Tudo agrilhoado no lugar onde habita a voz e se enlevam todos os finos filamentos do silêncio.
encosta a lâmina na minha pele
dos lábios
encosta a pele da tua mão no sangue que escorre
de mim
como chuva
pela longitude dos cabelos
deixa cair a lâmina dentro do que falta até que consigas encontrar o destino do último gesto contido na incerteza de eu ainda estar aqui
encosta tua pele rasgada no asfalto ocre que exala do meu hálito e sente tudo a arrefecer com a noite
guarda as asas nas mãos
a lâmina na boca
dilacera o que resta de todas as palavras
e cobre tua pele do sangue que termina
em mim.
este é
definitivamente
o derradeiro gesto
de ti
na minha pele.
que lugares são esses, os que teimas em esquecer?
que memórias são essas, as que intentas apagar?
porque viajas na viagem, se o ir é apenas encontrar a razão para voltar?
o que fica de quem és quando o calor evapora na noite e as estrelas se desvelam
tímidas
contidas
na imensidão do negrume abissal do espaço que te rodeia?
gritas no silêncio de terra
de barro vermelho
esperas ventos do norte para permitires que a tempestade de areia te cubra os olhos
a pele
o respirar.
que lugares são esses em que te devastas para te lembrares do caminho até ao lugar de ti?
talvez regresses
talvez não possas regressar
mas se o lugar voltar a ser o mesmo
o que restar de ti, já não vai lá estar.
Por vezes,
só por vezes,
sinto-te na falta
como se fosse devastadora
a tempestade
que acontece em mim.
Preciso
regressar a ti,
apenas por um breve momento,
pelo tempo que me possas dar,
apenas o suficiente
para eu
voltar a respirar
em mim.
Preciso
reter(-te) nas mãos,
só por um breve momento,
a água que me traz de volta.
Limpa-me nas lágrimas.
Beija-me nos olhos.
Segura-me nas mãos.
Acende-me nas labaredas.
Apaga-me no anoitecer.
Suspende-me no tempo.
Mata-me ao amanhecer.
Recorda meu nome.
Cala-me na boca.
Repete-me no arrepender.
Desvasta-me no corpo.
Fere-me na língua.
Serena-me nas marés.
Enrola-me na areia.
Suspende-me no tempo.
Grita-me no devir.
Diz-me que me queres.
Compreende-me na dor.
Deixa-me a queimar.
Arrepia-me no ouvir-te.
Canta-me no poema.
Faz-me partir.
Ajuda-me a chegar.
Mostra-me no caminho.
Atira-me ao mar.
Alimenta-me de ti.
Rasga-me a roupa.
Mata-me na sede.
Prolonga-me no momento.
Silencia meu grito.
Puxa-me para mais perto.
Suspende-me no tempo.
Deixa-me cair.
Volta para trás.
Olha para mim.
Cala a minha dor.
Limpa-me nas tuas lágrimas.
Vou começar a queda com a dor suspensa nos asas dos lábios que seguram o grito em vácuo.

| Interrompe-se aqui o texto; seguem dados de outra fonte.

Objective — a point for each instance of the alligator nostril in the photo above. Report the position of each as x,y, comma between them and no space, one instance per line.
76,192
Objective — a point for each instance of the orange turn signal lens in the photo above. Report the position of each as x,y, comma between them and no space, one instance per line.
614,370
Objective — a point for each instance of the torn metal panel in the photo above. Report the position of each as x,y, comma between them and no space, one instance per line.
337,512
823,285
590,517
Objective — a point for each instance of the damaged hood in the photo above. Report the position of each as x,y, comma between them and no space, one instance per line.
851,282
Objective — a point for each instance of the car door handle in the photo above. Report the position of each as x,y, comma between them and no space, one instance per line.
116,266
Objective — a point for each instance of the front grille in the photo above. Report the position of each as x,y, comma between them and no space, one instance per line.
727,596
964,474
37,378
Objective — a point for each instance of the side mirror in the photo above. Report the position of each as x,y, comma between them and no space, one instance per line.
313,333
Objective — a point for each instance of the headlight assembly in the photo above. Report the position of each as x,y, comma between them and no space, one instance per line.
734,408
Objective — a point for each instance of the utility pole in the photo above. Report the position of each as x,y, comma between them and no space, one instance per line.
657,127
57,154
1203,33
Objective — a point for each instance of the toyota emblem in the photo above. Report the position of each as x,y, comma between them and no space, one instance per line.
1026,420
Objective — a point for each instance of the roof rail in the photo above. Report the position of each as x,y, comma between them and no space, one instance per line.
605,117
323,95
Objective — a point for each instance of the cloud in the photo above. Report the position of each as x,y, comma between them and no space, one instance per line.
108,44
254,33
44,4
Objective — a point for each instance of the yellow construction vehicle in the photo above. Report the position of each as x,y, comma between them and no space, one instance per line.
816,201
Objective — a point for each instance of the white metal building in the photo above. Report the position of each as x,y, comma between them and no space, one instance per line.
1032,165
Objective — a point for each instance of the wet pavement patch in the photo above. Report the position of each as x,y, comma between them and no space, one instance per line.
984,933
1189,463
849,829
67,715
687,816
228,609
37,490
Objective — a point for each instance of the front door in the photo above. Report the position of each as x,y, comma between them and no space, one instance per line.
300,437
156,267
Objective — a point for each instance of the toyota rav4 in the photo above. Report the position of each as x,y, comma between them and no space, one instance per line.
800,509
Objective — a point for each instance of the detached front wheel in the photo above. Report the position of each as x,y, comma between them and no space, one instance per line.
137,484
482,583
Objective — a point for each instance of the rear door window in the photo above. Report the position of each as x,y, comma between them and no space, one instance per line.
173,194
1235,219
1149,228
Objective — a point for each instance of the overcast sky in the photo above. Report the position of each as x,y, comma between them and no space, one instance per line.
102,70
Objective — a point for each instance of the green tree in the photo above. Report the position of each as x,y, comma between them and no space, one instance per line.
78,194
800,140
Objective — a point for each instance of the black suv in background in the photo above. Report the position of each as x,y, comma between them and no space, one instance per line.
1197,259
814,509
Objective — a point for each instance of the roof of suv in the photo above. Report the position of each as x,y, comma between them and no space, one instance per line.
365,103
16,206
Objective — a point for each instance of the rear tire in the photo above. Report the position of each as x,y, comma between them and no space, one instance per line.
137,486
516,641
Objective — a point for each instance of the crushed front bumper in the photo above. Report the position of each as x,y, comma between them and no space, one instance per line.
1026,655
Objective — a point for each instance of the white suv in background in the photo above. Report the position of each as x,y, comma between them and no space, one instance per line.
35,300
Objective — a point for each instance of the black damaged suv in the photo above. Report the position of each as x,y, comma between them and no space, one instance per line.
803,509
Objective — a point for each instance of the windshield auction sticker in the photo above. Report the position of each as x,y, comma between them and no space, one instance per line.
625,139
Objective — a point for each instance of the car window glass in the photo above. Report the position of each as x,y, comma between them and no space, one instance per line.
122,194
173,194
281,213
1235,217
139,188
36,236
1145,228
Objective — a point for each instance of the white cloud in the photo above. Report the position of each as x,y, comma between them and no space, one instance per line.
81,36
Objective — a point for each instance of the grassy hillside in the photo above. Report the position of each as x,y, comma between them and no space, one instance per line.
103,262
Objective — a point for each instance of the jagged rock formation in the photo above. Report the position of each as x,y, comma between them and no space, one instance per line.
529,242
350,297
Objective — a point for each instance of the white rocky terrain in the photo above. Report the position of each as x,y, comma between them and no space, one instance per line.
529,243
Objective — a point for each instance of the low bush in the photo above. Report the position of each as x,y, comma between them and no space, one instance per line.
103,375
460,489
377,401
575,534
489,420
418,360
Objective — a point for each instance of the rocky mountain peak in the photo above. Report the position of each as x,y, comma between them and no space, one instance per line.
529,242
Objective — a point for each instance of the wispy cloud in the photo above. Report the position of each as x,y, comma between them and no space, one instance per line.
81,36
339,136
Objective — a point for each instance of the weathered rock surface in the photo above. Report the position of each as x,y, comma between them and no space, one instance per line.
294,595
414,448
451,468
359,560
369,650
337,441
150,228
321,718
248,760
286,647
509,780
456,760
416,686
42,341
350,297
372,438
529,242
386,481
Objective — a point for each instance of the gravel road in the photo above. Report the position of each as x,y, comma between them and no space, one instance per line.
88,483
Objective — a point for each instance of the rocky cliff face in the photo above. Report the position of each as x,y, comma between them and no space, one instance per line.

Todos os passos chegam para chegar ao mesmo destino. Cair.
O corpo sucumbe o zunido persistente que habita o interior da minha resistência.
Minha voz não tem som. Se tentasse falar, soariam notas de um piano que se desafina no preciso momento em que embate de encontro às rochas do tempo já sido.
Percorrem-me palavras arrepiadas pela pele do corpo. Sinto-me prestes a sangrar, por dentro. A chorar, por fora. A cair, simplesmente a cair.
o que queres de mim
é o que habita o lado errado de quem eu sou.
a perversão. a sujidade. o odor a fel, a sexo, a cinza e a lodo.
o que amas de mim
é o que reside no lado errado do que precisas.
a mão que fere. o olhar que nega. a pele que arrepia. o dominar do tempo. o espaço ocupado com todos os balaustres da tua forma. as paredes pintadas de negro. as feras à solta nos dedos. os gritos obscenos velados no silêncio da indiferença. a ternura que mente.
queres que seja o que desejas que eu não chegue a ser.
só sendo o que não deveria ser poderei ser o que queres que seja.
o fosso. o abismo que te invoca à queda livre até
que embates na realidade do que não te posso ser e me deixas
despido
devassado
desmembrado
no golpe fatal que repousa,
sereno, omisso, desalmado, silencioso,
na profundidade atroz das tuas mãos.